1. A system for composing a video from a plurality of time-lapse photographs, the system comprising:

a neural network processing the plurality of time-lapse photographs, the neural network following the steps of:

reviewing each of the plurality of time-lapse photographs to identify whether a given photograph comprises a first characteristic;

comparing the first characteristic with a database of known characteristics, where each known characteristic is associated in the database with at least one evaluation flag, and if a match is made between the first characteristic and a known characteristic, retrieving an evaluation flag;

determining whether to retain or delete the given photograph based on the evaluation flag, and if the given photograph is to be retained, storing the given photograph into a first temporary file;

repeating the above steps until all of the plurality of time-lapse photographs have been reviewed;

reviewing the first temporary file of time-lapse photographs to evaluate each photograph based on lighting conditions present therein;

determining whether each photograph meets a predetermined lighting criteria, and if so, storing the photographs that meet such lighting criteria in a second temporary file;

reviewing the photographs in the second temporary file in sequence, identifying alignment features in each photograph and comparing the alignment features between two adjacent photographs in the sequence;

where alignment features between two adjacent photographs do not match, perform an image stabilization adjustment to one or both of the two adjacent photographs to put the alignment features into conformity; and

save the adjusted photographs into a third temporary file.

2. The system of claim 1, wherein the trained neural network includes at least one of a deep learning network or a neural network.

3. A method for composing a video from a plurality of time-lapse photographs, the method comprising the steps of:

obtaining a first set of rules that define desired characteristics of photographs as a function of visual elements of a photograph;

obtaining a plurality of time-lapse photographs;

generating a first intermediate stream of time-lapse photographs and a plurality of rejected photographs by evaluating said plurality of time-lapse photographs against said first set of rules; and

generating a second intermediate stream of time-lapse photographs by evaluating transition parameters between adjacent photographs in the first intermediate stream.

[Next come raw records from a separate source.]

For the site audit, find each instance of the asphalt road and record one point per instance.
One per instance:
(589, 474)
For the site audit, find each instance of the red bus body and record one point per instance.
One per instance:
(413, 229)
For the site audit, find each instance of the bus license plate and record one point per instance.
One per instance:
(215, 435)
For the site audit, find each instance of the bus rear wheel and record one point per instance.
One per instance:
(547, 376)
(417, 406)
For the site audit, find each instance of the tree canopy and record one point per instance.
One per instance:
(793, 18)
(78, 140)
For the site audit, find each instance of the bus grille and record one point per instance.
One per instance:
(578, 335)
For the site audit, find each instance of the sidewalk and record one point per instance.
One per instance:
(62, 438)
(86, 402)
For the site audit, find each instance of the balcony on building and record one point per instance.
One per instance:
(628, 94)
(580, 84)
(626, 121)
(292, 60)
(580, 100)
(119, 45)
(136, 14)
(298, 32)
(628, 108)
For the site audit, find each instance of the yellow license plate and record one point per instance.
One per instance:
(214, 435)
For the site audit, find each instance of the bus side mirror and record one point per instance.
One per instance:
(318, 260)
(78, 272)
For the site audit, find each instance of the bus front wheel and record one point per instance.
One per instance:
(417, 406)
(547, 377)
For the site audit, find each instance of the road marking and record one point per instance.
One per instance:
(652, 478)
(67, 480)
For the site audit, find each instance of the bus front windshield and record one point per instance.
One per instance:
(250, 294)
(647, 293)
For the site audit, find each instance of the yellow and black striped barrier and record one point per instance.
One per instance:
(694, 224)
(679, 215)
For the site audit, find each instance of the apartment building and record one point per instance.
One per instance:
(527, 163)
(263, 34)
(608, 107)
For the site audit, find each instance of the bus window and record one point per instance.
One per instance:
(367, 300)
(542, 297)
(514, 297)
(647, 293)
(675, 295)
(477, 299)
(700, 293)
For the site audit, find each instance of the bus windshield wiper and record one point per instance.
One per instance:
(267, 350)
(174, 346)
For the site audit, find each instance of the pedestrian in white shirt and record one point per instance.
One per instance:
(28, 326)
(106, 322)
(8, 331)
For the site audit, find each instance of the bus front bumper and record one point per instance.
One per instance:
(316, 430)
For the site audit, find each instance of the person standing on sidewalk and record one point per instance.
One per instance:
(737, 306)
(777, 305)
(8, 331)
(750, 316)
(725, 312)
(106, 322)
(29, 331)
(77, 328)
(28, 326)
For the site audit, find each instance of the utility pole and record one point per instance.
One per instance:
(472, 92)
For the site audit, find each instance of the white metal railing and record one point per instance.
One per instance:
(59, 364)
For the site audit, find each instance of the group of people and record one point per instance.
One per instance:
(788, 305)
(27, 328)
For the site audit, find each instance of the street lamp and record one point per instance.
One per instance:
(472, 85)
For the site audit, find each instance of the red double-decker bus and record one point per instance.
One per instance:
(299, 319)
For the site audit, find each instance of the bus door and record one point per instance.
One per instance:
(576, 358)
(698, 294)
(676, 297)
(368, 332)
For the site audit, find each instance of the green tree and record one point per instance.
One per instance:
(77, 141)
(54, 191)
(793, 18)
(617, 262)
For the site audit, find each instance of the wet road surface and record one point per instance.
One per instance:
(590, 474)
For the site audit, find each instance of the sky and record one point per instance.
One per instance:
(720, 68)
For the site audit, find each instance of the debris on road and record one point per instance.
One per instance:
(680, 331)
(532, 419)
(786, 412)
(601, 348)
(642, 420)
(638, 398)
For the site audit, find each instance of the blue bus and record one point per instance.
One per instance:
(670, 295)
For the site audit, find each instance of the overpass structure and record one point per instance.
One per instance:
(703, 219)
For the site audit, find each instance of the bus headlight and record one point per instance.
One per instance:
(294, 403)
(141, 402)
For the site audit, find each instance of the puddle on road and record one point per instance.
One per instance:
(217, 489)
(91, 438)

4. An artificial intelligence (AI) platform for detecting and evaluating image artifacts and image characteristics in a series of photographs, comprising:

a trained classifier that includes a deep learning model trained to detect image artifacts and image characteristics in image data; and

a real time video analysis system that receives the series of photographs, uses the trained classifier to determine if a single photograph from the series of photographs contains an image artifact, calculates the quality of the image artifact, and outputs an indication that the image artifact was detected and the nature and quality of the image artifact;

wherein the single photograph is flagged for removal from the series of photographs based on the nature of the image artifact and the calculated quality of the image artifact.

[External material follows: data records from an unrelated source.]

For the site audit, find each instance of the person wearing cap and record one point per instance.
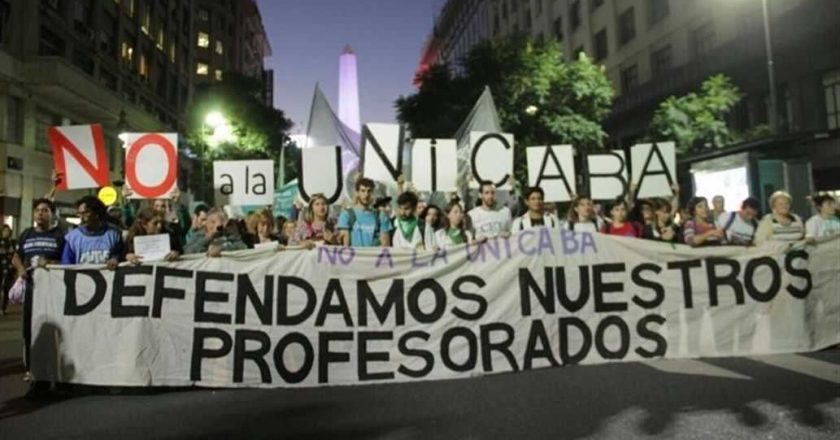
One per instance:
(780, 225)
(825, 221)
(739, 226)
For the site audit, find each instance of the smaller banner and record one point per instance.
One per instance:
(79, 155)
(245, 182)
(151, 164)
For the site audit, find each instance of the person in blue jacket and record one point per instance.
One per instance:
(95, 241)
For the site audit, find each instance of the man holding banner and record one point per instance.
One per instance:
(361, 226)
(487, 220)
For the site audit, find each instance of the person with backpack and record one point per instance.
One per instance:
(535, 217)
(620, 225)
(739, 226)
(360, 225)
(487, 220)
(407, 233)
(581, 216)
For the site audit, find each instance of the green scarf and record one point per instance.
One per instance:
(455, 236)
(407, 228)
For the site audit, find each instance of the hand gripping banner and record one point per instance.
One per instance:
(344, 316)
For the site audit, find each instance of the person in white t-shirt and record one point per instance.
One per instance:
(739, 226)
(487, 220)
(825, 221)
(407, 233)
(535, 217)
(582, 216)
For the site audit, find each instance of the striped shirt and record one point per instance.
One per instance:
(770, 229)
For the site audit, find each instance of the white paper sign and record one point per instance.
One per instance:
(434, 165)
(152, 247)
(552, 169)
(321, 173)
(655, 166)
(607, 175)
(245, 182)
(79, 155)
(382, 152)
(491, 158)
(151, 164)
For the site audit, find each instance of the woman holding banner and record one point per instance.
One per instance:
(581, 216)
(535, 217)
(699, 231)
(315, 226)
(781, 224)
(455, 231)
(148, 221)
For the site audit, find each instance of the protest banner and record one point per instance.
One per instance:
(79, 155)
(151, 164)
(345, 316)
(434, 165)
(245, 182)
(654, 169)
(552, 168)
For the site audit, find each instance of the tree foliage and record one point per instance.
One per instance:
(259, 131)
(540, 98)
(697, 120)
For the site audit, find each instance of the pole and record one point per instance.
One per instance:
(774, 124)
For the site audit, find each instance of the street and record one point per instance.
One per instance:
(782, 396)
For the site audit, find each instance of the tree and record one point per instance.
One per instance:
(697, 120)
(252, 129)
(540, 98)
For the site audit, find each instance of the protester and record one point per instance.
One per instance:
(781, 224)
(662, 228)
(488, 221)
(216, 236)
(455, 231)
(95, 241)
(260, 225)
(535, 216)
(718, 207)
(431, 221)
(197, 220)
(149, 222)
(620, 224)
(739, 226)
(315, 227)
(37, 246)
(7, 269)
(581, 216)
(825, 222)
(698, 230)
(406, 233)
(359, 225)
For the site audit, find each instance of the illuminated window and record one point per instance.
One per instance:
(144, 67)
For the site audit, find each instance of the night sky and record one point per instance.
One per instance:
(307, 37)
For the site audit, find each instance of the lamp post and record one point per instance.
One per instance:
(768, 47)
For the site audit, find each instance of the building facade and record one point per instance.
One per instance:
(230, 37)
(652, 49)
(125, 64)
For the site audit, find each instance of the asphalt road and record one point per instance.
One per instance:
(772, 397)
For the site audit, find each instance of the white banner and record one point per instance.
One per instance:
(245, 182)
(343, 316)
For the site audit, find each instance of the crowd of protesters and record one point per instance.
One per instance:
(107, 235)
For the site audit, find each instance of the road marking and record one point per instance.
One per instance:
(803, 365)
(692, 366)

5. A photograph evaluation method comprising:

recognizing an image artifact in an photograph;

obtaining specification information of the image artifact and artifact quality information of the image artifact based on the specification information of the image artifact;

obtaining image value information of the photograph based on the specification information of the image artifact and artifact quality information of the image artifact; and

providing the image value information of the photograph.